Inferential Statistics: Draw conclusions about a large group through a small part of the total.
Applications
Health, business, and industry.
Key Concepts
Entity
Focuses attention on a group of people, places, or things.
Variable
Is the feature set of entities of interest in scientific research.
Types of Variables
Random Variable
If the numerical values a variable takes are random and unpredictable, we represent them using capital letters X, Y, and Z.
Continuous Variable
A variable that takes values in a continuous range (e.g., measured uniformly).
Discrete Variable
A variable whose values are separated by a certain amount, with gaps or breaks between possible values.
Quantitative Variable
Variables with numerical values resulting from measurements (e.g., height, weight, temperature).
Qualitative Variable
A variable whose values consist of categories.
Data Analysis
Frequency Distribution
A representation of the numerical categories of a variable along with the number of entities in each category.
Class Intervals: Non-overlapping, contiguous categories identified by upper and lower class limits.
Types of Frequency Distributions
Cumulative Frequency Distribution
Data presented on a cumulative basis, showing the total count up to each category.
Relative Frequency Distribution
Proportion or percentage of values in each class interval, showing the relative frequency of observations.
Histogram
A graphical representation of a frequency distribution or relative frequency distribution.
Features:
- Possible values on the horizontal axis, frequency on the vertical axis.
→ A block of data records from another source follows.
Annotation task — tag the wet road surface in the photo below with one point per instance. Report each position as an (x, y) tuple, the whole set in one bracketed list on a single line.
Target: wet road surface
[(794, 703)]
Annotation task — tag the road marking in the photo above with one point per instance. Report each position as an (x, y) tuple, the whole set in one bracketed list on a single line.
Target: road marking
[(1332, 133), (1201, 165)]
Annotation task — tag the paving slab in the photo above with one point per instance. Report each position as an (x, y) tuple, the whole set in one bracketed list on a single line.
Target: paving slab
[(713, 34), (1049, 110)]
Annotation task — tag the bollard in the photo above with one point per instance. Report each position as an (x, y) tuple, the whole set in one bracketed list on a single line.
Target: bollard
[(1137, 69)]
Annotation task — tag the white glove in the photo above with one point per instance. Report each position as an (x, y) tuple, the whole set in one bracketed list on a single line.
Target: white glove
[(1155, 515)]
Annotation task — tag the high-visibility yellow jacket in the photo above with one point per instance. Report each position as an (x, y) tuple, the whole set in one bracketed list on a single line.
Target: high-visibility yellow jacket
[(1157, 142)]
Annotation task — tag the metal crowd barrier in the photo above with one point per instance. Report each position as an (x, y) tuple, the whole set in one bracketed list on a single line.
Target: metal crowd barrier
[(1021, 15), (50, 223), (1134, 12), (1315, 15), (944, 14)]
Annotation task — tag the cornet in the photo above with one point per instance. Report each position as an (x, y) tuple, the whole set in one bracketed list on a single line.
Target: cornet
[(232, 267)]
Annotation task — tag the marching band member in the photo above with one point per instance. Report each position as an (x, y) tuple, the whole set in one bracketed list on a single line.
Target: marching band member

- Each class interval is represented by a bar.
- Bars have the same width as the corresponding class intervals.
- The height of a bar corresponds to the frequency of values in that interval.
Frequency Polygon
A graphical representation of a frequency distribution, connecting the midpoints of the tops of histogram bars.
Features:
- Endpoints are connected to the horizontal axis at the midpoints of adjacent imaginary class intervals.
- The total area under the curve equals the total area under the histogram.
Shapes of Frequency Polygons
- Leptokurtic: Concentrated results in the distribution center.
- Mesokurtic: Ideal normal curve shape.
- Platykurtic: Opposite of leptokurtic, flatter distribution.
- Symmetric: Normal curve, halves match when folded.
- Rectangular: Uniform distribution.
- Bimodal: Frequencies of two different populations in a single graph.
Sampling
Simple Random Sampling
Method of obtaining data from a sample of a population, used in statistical inference.
Measures of Central Tendency
A single number indicating the center of a series of numbers.
- Arithmetic Mean: The average of all values.
- Median: The middle value when data is ordered.
- Mode: The most recurring value.
- Range: The difference between the maximum and minimum values.
Measures of Dispersion
- Variance: The average of the squared differences from the mean.
- Standard Deviation: The square root of the variance.